Late afternoon on 31st October I placed a large pumpkin at my front gate, a witch’s hat over the letter box and a flowing white sheet with black oval eyes and spooky mouth over the recycling bin. Then I lay in wait for the Trick or Treaters.

My lure worked. The doorbell rang at 6pm accompanied by a shrill chorus of ‘Trick or treat?’ If I didn’t offer a treat, my costumed visitors would subject me to a trick. So I dutifully handed out what I had prepared. Each child received a big smile and a small basket containing a brightly coloured notepad, a pen that wrote in silver ink, an orange and a packet of seeds (either parsley, mint, oregano or basil). On the first page of the notepad I had written the following lines in silver ink:

It’s a treat to grow my own herbs.
It’s a treat to watch the first shoots break through the ground.
It’s a treat to play in the garden.
It’s a treat to eat an orange.
It’s a treat to stop and notice clouds float across the sky.
It’s a treat to see a rainbow.
It’s a treat to listen to birds singing.
It’s a treat to run in the park.
It’s treat to swim in the ocean.
What else is a treat for you?

The way we label things determines how we respond to them. As long as we continue to label sugar‐laden foods as a ‘treat’, we will feel deprived if we don’t have them. We will feel we are ‘missing out’ or ‘resisting’ rather than choosing not to rot our teeth, brain, liver and kidneys. Suddenly sugar doesn’t sound like such a treat.

By spending more money on marketing than ingredients, the food industry has conditioned us to see their products as treats and indispensable staples. At the same time, they have manipulated their products so that once we start eating them it’s difficult to stop. By consuming a box of donuts we have fallen into an advertising trap.
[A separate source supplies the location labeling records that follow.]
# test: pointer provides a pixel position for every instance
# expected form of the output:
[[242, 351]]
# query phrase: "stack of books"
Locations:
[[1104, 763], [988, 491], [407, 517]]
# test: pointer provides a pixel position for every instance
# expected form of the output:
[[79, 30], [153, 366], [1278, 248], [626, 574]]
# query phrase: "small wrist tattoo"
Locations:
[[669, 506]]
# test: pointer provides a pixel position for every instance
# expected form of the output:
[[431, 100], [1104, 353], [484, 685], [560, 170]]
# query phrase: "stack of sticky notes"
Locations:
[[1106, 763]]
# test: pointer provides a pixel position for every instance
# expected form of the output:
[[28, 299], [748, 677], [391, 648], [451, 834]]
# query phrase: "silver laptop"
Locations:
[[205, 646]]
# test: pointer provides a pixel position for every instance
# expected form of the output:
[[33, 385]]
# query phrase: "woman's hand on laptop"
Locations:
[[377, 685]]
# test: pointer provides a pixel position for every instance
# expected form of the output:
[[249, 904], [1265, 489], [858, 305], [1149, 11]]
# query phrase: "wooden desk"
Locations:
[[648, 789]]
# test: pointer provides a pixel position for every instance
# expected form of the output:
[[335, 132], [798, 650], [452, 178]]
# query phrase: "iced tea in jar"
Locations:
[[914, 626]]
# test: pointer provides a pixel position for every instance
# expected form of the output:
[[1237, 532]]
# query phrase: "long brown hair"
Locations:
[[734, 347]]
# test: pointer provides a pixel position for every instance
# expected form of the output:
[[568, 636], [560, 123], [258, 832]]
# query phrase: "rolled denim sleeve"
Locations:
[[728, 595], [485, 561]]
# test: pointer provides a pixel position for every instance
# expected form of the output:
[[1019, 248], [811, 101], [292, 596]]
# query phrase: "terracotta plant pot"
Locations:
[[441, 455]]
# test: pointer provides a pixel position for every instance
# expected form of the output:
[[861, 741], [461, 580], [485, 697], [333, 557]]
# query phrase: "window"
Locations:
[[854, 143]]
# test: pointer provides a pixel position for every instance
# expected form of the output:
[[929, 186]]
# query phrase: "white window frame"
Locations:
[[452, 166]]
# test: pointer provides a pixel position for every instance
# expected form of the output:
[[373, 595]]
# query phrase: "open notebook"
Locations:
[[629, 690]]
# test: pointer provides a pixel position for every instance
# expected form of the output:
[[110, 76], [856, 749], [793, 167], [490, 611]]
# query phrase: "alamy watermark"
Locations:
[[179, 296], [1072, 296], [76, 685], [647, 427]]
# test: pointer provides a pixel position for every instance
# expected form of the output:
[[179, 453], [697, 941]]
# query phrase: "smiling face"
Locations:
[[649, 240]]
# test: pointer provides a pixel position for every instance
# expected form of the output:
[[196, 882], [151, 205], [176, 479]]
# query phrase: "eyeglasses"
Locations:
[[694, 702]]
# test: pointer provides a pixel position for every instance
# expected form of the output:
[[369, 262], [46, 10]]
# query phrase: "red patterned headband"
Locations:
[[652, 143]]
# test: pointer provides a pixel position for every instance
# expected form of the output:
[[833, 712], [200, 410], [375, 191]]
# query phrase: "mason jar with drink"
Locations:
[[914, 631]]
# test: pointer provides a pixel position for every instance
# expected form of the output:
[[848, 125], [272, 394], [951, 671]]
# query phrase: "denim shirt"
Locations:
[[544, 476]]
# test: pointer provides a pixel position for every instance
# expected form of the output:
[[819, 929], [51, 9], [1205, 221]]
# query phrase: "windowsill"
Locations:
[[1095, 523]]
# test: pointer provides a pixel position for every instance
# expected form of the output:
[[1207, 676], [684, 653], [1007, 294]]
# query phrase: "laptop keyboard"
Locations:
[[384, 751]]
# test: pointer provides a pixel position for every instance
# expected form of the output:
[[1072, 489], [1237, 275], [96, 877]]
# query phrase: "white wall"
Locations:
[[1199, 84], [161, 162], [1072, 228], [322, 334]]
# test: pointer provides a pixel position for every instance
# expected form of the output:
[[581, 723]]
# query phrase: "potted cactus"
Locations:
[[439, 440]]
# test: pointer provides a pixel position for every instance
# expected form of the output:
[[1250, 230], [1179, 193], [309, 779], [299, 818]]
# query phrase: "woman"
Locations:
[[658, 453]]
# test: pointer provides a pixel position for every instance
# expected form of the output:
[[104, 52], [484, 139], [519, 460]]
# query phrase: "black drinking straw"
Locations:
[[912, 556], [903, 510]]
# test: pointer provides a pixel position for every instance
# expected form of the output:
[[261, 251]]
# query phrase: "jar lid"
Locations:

The food industry is full of tricks, not treats.

I am not about to lecture children on the health hazards of the Halloween sweets they received. But I wonder if they even perceive them as a treat anymore? Many children eat sugary snacks every day and receiving them on Halloween is nothing special. Why not use Halloween as an opportunity to open their minds to experiences that are truly wondrous if we pause to appreciate them? I suspect that some of the children who knocked on my door throught I was the one dishing out the trick. I’ve probably earned myself the label of ‘eccentric lady who lives down the road’. So what?

I am heartened by the words of Arthur Schopenhauer: ‘All truth passes through three stages. First, it is ridiculed. Second, it is violently opposed. Third, it is accepted as being self-evident.’

The things I listed are not likely to be everyday experiences for most children. Maybe, just maybe, while they plant seeds in the ground, they will also plant seeds in their minds about a new type of treat.